Leases that realign the financial incentives of sustainability measures, such as energy efficiency, to benefit both owner and tenant could unlock energy savings of up to 22 percent in U.S. offices, according to a new report by the Institute for Market Transformation.
Green leases, as they are commonly called, could deliver about $3 billion in annual savings. For these savings to be realized, however, green leases will likely have to become the de facto lease in the office-space sector, rather than the exception.
“There is no need to call a lease with aligned energy incentives a green lease,” the study authors argue. “It is a well-written lease that takes the benefits of an efficient building into account, and does not have to presented with an environmental or green lens.”
No matter what they’re called, energy-aligned leases can be attractive to savvy tenants, especially those with stated corporate sustainability goals. Studies have also shown that green buildings command a premium in the marketplace.

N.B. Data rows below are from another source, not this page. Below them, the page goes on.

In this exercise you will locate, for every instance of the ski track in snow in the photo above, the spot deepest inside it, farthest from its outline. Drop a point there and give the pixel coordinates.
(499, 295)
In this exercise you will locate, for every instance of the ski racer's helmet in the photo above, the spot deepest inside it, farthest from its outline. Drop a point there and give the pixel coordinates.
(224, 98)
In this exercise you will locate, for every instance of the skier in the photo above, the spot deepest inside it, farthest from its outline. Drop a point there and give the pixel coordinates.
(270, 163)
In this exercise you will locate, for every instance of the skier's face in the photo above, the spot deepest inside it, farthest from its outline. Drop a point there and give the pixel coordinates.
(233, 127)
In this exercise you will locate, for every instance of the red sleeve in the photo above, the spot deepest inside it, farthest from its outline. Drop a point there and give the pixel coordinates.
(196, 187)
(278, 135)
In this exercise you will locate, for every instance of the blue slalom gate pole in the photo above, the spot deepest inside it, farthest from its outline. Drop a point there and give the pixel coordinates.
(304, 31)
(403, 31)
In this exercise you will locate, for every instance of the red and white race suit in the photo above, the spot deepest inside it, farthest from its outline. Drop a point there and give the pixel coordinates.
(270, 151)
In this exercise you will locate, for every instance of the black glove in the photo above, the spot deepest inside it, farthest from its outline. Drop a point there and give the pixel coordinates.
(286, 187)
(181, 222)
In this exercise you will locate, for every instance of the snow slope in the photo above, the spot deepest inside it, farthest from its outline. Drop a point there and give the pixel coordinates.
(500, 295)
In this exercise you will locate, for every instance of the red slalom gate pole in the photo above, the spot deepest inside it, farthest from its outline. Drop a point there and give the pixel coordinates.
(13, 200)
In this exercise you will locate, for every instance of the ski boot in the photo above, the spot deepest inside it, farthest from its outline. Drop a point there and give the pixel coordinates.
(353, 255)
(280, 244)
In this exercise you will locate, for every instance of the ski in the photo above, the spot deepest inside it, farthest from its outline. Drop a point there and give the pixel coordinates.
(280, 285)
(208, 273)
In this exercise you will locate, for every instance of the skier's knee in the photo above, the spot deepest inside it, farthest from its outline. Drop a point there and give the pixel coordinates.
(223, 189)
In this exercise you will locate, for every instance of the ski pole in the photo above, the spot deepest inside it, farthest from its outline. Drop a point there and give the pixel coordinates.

Depending on the region and market, there are endless variations on language that can help to solve the split-incentive issue in leasing, where the owner pays for improvements but the energy savings accrue to the tenant.
Here are five clauses the Institute for Market Transformation study suggested can create value by increasing the energy efficiency of the space while benefiting both tenant and owner.
Pass-through cost recovery. Traditionally, many building owners amortized capital expenditures. However, energy-efficiency upgrades will often be paid back long before the amortization payment schedule is finished.
IMT outlines lease language for a savings pass-through, where a landlord can recoup operational savings from energy-efficiency improvements until the capital expense is paid back, and then any further savings go to the tenant. For more than 20 years, Brandywine Realty Trust, one of the largest integrated real estate companies in the U.S., has used this strategy to drive efficiency in its buildings.
Limit lighting and plug loads. Adding in language that requires tenants to adhere to existing green standards, such as LEED, can be too onerous for some tenants, but owners can require tenants to exceed building standards for specific energy hogs.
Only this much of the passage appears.